BOARD OF DIRECTORS (the Board) GOLFSMITH INTERNATIONAL HOLDINGS, INC. NON-EMPLOYEE DIRECTOR COMPENSATION PLAN

Contract Categories: Human Resources - Compensation Agreements
EX-10.1 2 exhibit1.htm EX-10.1 EX-10.1

BOARD OF DIRECTORS (the “Board”)
GOLFSMITH INTERNATIONAL HOLDINGS, INC.
NON-EMPLOYEE DIRECTOR COMPENSATION PLAN

Annual Retainers
Except as otherwise provided herein, Golfsmith International Holdings, Inc. (the “Company”) shall pay non-employee directors ( for the purpose of this Non-Employee Directors Compensation Plan, “Non-Employee Directors” shall mean those individuals who are neither employees of the Company or First Atlantic Capital, Ltd.) the following annual retainers in equal quarterly amounts.

         
Director
  $ 36,000  
Audit Committee Chairperson
  $ 15,000  
Compensation Committee Chairperson
  $ 5,000  
Nominating Committee Chairperson
  $ 5,000  

The Company shall pay the Non-Executive Chairman of the Board, if any, an annual retainer of $135,000 in equal quarterly installments for his service as Chairman, on committees, in all meetings, and for all other services.

Meeting and Other Fees

         
Board of Directors meeting
  $ 1,500  
Committee meeting
  $ 1,000  
Other meetings or Board service (as approved by the Chairman of the Board)
  $ 1,500  

The Non-Executive Chairman shall not be entitled to meeting and other fees.

Deferred Stock Units

Annual DSU Grant: The Company shall grant each Non-Employee Director other than the Non-Executive Chairman of the Board, at the Annual Shareholder’s Meeting or as soon as permitted by applicable insider trading policies, a number of deferred stock units (“DSU”) worth the equivalent of US $40,000 at the then current stock price. The Company shall, upon the same schedule, grant the Non-Executive Chairman of the Board a number of DSUs worth the equivalent of $100,000 at the then current stock price. DSUs will be payable and exercisable only upon termination from Board Service.

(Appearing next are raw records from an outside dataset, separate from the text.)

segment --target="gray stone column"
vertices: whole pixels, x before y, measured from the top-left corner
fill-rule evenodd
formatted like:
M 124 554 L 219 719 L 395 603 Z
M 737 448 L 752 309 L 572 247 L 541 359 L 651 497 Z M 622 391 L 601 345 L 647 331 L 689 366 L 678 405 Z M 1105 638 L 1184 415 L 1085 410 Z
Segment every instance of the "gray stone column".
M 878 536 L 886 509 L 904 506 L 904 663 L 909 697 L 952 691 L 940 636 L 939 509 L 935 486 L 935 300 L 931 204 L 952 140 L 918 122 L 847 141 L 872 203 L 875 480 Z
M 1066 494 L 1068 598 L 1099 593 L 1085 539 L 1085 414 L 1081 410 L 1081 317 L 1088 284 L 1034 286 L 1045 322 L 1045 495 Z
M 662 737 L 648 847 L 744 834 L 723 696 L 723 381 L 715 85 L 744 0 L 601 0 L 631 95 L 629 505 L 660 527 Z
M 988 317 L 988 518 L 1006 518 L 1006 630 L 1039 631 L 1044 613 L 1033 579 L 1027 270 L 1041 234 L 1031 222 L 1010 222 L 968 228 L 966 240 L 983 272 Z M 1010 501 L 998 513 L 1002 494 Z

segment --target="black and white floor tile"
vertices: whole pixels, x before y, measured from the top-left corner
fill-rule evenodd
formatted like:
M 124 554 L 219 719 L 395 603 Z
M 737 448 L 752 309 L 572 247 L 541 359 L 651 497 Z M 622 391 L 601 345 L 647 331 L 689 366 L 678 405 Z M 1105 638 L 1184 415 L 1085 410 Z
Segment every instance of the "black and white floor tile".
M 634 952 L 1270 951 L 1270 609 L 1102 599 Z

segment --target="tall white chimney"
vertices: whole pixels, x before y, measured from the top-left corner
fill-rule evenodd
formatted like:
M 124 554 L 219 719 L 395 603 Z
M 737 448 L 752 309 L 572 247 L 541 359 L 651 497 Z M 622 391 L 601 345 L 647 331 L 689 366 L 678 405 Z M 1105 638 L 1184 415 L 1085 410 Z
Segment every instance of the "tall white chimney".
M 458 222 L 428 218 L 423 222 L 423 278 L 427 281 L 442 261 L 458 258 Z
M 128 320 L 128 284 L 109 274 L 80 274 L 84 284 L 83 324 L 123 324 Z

Fee Deferral: Directors may defer all or part of their cash fees into DSUs which will be payable in Company shares to the Director only upon termination from Board Service.

Expense Reimbursement

The Company shall reimburse Non-Employee Directors for their out-of-pocket travel and related expenses incurred in attending all Board and committee meetings and other Board service.

Fees Pro-rated Based Upon Annual Shareholder’s Meeting

Director nominations shall generally be completed at the Annual Shareholder’s Meeting (each, an “ASM”). To the extent a director is nominated at a time other than the ASM, any DSU or Annual Retainer will be prorated following the most recent applicable ASM.